Jamaica indeed... Rass (Russ)

Russ (aka ras) as my wife and i affectionately called you. I really love this piece and am wondering if you could get it in the newspapers here in jamaica. People really need to know the truth about the places they're traveling to because what is paradise for them is for us here in Jamaica... Well you need to fimd out. Thank you Russ for visiting and thanks for highlighting my book; when they read it they will get a feel of reality of Jamaica from a poet's point of view.

Respectfully yours:
Lammy, Jamaica

Great blog "Russford"! Lol

This blog was a great insight to the glories and defeats we faced during our trip to Jamaica!
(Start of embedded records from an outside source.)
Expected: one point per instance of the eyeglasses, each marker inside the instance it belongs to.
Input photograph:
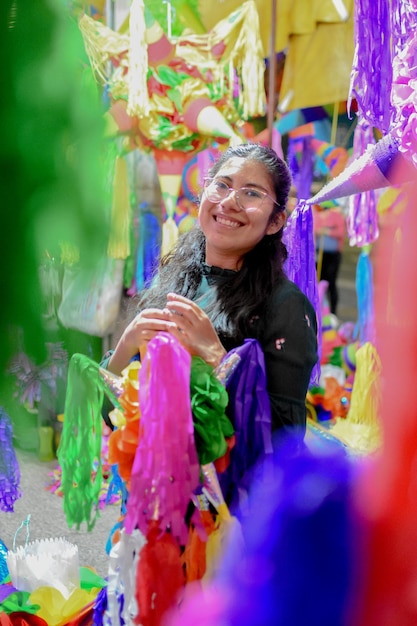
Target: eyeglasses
(246, 197)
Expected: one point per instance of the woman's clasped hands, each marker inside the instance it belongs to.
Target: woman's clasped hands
(181, 317)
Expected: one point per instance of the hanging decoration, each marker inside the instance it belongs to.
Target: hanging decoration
(197, 90)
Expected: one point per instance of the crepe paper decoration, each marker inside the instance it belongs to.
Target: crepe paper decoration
(209, 400)
(313, 119)
(119, 240)
(257, 583)
(335, 157)
(123, 441)
(21, 618)
(381, 165)
(383, 493)
(362, 221)
(250, 413)
(194, 557)
(404, 98)
(3, 565)
(276, 144)
(9, 469)
(361, 430)
(300, 266)
(170, 165)
(47, 562)
(160, 49)
(195, 170)
(225, 525)
(372, 65)
(62, 115)
(18, 601)
(301, 162)
(166, 457)
(147, 251)
(193, 92)
(159, 575)
(79, 452)
(365, 298)
(57, 610)
(138, 96)
(120, 594)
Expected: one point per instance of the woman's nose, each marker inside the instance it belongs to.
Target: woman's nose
(231, 200)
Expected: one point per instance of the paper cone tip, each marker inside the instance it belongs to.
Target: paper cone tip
(381, 165)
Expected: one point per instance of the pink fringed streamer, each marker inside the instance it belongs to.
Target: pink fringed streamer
(9, 467)
(165, 470)
(300, 266)
(404, 98)
(362, 221)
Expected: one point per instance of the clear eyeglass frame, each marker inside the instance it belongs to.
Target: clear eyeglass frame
(216, 191)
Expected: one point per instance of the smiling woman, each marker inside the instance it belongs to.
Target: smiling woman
(224, 284)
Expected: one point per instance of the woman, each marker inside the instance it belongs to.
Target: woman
(224, 282)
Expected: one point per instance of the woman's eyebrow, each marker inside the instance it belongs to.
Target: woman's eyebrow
(256, 185)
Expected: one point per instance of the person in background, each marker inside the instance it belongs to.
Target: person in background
(329, 233)
(224, 282)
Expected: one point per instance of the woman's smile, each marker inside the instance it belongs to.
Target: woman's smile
(226, 221)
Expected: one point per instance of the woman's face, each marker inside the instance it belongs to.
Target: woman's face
(231, 231)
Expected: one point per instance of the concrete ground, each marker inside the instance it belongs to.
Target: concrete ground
(46, 509)
(47, 518)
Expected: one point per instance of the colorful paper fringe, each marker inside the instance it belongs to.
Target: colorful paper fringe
(300, 266)
(9, 467)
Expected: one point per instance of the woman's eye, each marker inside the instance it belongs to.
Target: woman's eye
(220, 185)
(251, 193)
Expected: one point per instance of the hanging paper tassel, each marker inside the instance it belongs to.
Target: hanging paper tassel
(119, 241)
(79, 452)
(138, 98)
(365, 295)
(9, 467)
(361, 429)
(159, 576)
(166, 456)
(300, 266)
(362, 221)
(371, 75)
(252, 94)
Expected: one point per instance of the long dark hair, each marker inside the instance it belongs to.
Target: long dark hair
(241, 298)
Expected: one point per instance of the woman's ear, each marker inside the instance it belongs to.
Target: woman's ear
(277, 223)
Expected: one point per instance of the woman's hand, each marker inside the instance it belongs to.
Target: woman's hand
(137, 335)
(193, 329)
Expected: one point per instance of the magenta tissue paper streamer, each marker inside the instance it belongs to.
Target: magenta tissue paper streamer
(166, 456)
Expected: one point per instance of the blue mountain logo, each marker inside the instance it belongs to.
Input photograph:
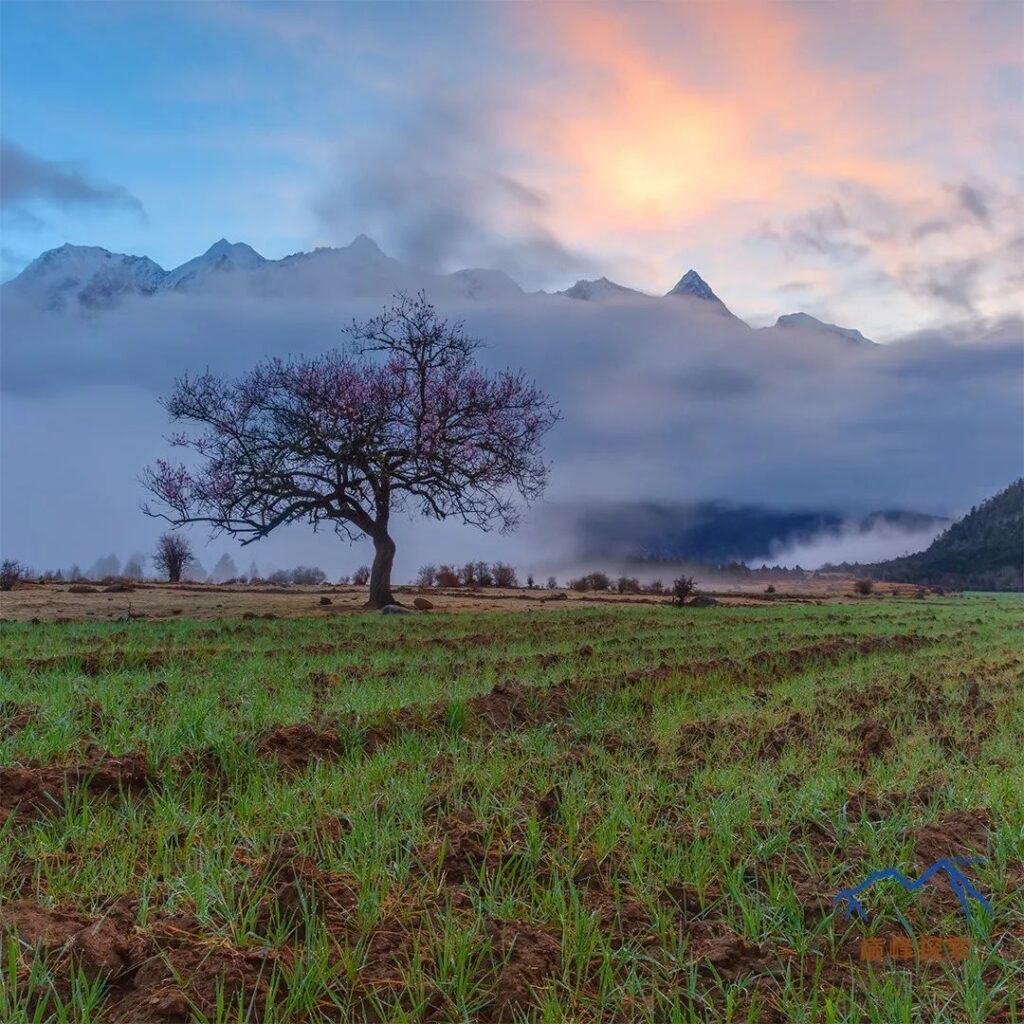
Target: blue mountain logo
(958, 882)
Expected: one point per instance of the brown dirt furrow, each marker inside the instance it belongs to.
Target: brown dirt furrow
(31, 790)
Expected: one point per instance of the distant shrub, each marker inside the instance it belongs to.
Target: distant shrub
(307, 576)
(446, 577)
(682, 588)
(592, 581)
(504, 576)
(10, 572)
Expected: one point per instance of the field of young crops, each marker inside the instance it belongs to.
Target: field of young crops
(573, 815)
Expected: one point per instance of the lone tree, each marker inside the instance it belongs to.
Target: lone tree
(172, 555)
(402, 418)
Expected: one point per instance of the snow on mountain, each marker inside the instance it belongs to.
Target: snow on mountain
(692, 286)
(85, 275)
(88, 279)
(804, 322)
(221, 257)
(479, 284)
(599, 291)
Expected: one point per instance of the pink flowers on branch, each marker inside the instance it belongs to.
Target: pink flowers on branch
(404, 419)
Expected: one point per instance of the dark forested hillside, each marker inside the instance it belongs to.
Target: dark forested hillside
(982, 551)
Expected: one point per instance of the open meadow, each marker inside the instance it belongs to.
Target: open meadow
(563, 814)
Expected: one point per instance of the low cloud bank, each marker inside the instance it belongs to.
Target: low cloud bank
(663, 400)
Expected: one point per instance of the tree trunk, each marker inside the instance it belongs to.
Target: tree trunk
(380, 574)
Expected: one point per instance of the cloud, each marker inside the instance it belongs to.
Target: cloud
(436, 193)
(974, 202)
(662, 401)
(26, 179)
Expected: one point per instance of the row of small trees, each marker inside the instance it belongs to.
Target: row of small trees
(472, 574)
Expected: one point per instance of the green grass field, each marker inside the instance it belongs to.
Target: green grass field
(631, 814)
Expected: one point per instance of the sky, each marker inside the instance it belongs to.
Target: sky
(860, 162)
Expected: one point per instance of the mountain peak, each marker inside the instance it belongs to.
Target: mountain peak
(692, 284)
(597, 290)
(805, 322)
(237, 250)
(363, 245)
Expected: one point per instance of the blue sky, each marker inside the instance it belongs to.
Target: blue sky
(798, 156)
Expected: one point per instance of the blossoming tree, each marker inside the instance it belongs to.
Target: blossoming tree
(402, 420)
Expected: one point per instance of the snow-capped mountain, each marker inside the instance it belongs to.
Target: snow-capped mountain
(221, 257)
(692, 286)
(599, 291)
(89, 280)
(85, 276)
(804, 322)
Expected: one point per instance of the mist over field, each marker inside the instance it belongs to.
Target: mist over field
(663, 400)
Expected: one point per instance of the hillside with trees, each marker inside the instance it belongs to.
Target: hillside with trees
(982, 551)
Every word of your blog brought back great and not so great memories that made our trip! All I can say is it was a pleasure to have you join us in our travels and we will always have a reserved spot for a one-of-a-kind guy like you Russ!

From a brother global citizen,
Stay in touch Mr."Russford" Ford! Lol
-Ebba

Awesome!

Good on you & your team Russ - if more of us could do this kind of vacationing the world could be a better place!

Thanks for sharing.

Michele

Everyone needs to go to Jamaica...

Everyone needs to go at least once, Jamaica's white beaches, beautiful tours and activities to keep the kids busy. We only got to see the resort though, I'm jealous you got to eat some authentic food on the island. That's on my bucket list, and you better believe that food tastes better, just like if you came to Saskatchewan and eat at a restaurant, a home cooked meal in someones' house would be waaaaay better.

Cool post! And we're glad to have you back!